Time Synchronization and the Origins of GPS

Easton, Richard

GPS is most prominent GNSS (Global Navigation Satellite System). It provides PNT (Positioning, Navigation and Time). Most accounts of its origins focus on the positioning and navigation aspects. Thus, Dr. Bradford Parkinson, first head of the GPS Joint Program Office, has stated that his motto for the system was to “Drop 5 bombs in the same hole…and don’t you forget it!” Some have even posited that the timing aspect was unforeseen. My oral presentation will illustrate how timing was an integral part of the origins and development of Timation (TIMe navigATION), the major predecessor system to GPS. It originated in an April, 1964 conversation about hydrogen masers between Roger Easton, my father, from the Naval Research Lab and Dr. Arnold Shostak from the Office of Naval Research. They agreed that it made range measurement feasible which is the method GPS uses to determine the distance between the satellite emitting a radio signal and the receiver (time difference).
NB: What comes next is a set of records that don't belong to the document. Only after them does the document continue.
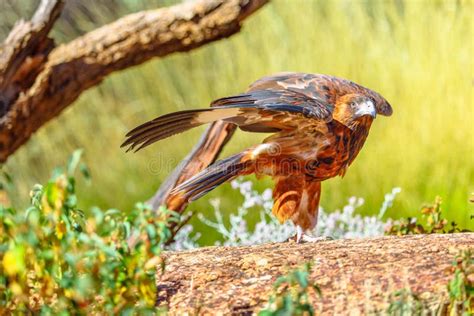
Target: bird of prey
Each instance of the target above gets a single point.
(318, 123)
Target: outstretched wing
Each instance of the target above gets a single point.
(258, 111)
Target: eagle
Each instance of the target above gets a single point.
(318, 125)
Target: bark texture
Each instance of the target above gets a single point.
(355, 276)
(204, 153)
(64, 72)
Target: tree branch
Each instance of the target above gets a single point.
(354, 275)
(74, 67)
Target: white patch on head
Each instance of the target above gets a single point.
(298, 84)
(264, 148)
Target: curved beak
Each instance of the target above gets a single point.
(366, 108)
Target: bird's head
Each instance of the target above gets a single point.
(354, 109)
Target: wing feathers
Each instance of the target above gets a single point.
(262, 110)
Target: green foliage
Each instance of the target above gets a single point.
(461, 286)
(292, 294)
(434, 223)
(55, 259)
(404, 303)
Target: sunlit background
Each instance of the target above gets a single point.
(418, 54)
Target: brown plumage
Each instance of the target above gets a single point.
(319, 124)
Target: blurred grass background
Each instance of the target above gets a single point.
(418, 54)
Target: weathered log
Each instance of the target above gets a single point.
(72, 68)
(355, 276)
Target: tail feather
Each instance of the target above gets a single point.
(213, 176)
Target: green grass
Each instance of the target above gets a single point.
(415, 53)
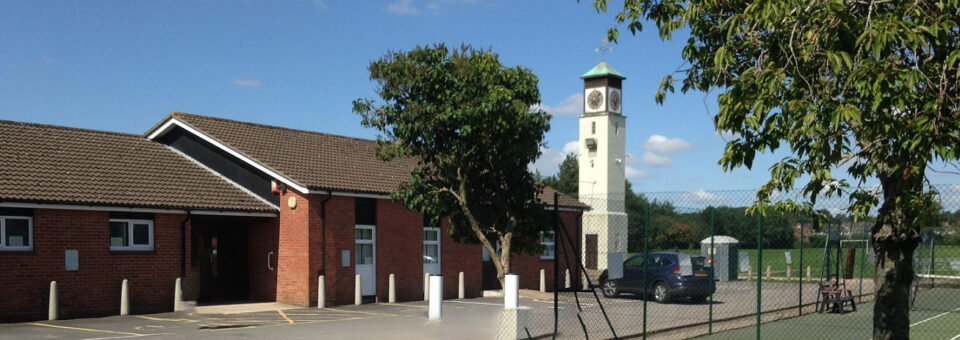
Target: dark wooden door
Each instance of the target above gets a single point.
(223, 263)
(591, 251)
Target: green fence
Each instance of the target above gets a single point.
(787, 275)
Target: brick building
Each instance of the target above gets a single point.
(193, 198)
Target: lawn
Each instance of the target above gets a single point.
(947, 260)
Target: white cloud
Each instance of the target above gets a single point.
(549, 161)
(402, 7)
(664, 145)
(634, 174)
(572, 105)
(701, 196)
(653, 159)
(247, 82)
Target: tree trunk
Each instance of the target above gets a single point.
(894, 240)
(894, 273)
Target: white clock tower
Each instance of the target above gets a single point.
(602, 182)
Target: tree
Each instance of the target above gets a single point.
(567, 180)
(865, 82)
(467, 119)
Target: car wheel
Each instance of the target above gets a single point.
(609, 288)
(661, 293)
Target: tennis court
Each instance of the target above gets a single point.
(936, 316)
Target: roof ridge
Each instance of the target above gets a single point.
(179, 113)
(63, 127)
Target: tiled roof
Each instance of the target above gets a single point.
(52, 164)
(315, 160)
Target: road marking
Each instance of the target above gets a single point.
(87, 329)
(934, 317)
(153, 318)
(284, 316)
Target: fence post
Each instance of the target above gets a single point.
(321, 292)
(436, 301)
(800, 276)
(461, 292)
(177, 297)
(392, 294)
(713, 259)
(426, 286)
(759, 265)
(646, 256)
(125, 298)
(53, 313)
(357, 290)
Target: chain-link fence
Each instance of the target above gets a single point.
(679, 265)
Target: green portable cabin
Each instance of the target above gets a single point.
(725, 255)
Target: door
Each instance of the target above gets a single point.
(591, 251)
(431, 251)
(633, 273)
(366, 258)
(223, 262)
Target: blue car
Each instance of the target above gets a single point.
(669, 275)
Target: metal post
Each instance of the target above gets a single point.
(800, 277)
(713, 261)
(556, 264)
(759, 265)
(646, 257)
(932, 237)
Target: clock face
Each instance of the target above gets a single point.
(595, 99)
(614, 100)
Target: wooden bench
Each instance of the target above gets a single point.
(835, 297)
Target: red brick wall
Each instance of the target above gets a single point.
(263, 237)
(528, 266)
(399, 251)
(293, 254)
(94, 289)
(458, 257)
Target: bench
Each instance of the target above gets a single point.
(836, 297)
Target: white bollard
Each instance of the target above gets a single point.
(392, 298)
(125, 298)
(357, 296)
(511, 291)
(177, 297)
(54, 306)
(321, 292)
(436, 297)
(426, 286)
(543, 281)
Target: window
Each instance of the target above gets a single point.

The development of space hardened atomic clocks was an essential part of the development of GPS. In an interview published in 1974, Easton stated that “precise orbiting clocks will prove to be a valuable tool in a variety of applications, by providing the entire planet earth with a single, accurate time system, enveloping the globe in a web of synchronized satellite signals.” This has proven to be the case and I will briefly explore current timing applications of GPS.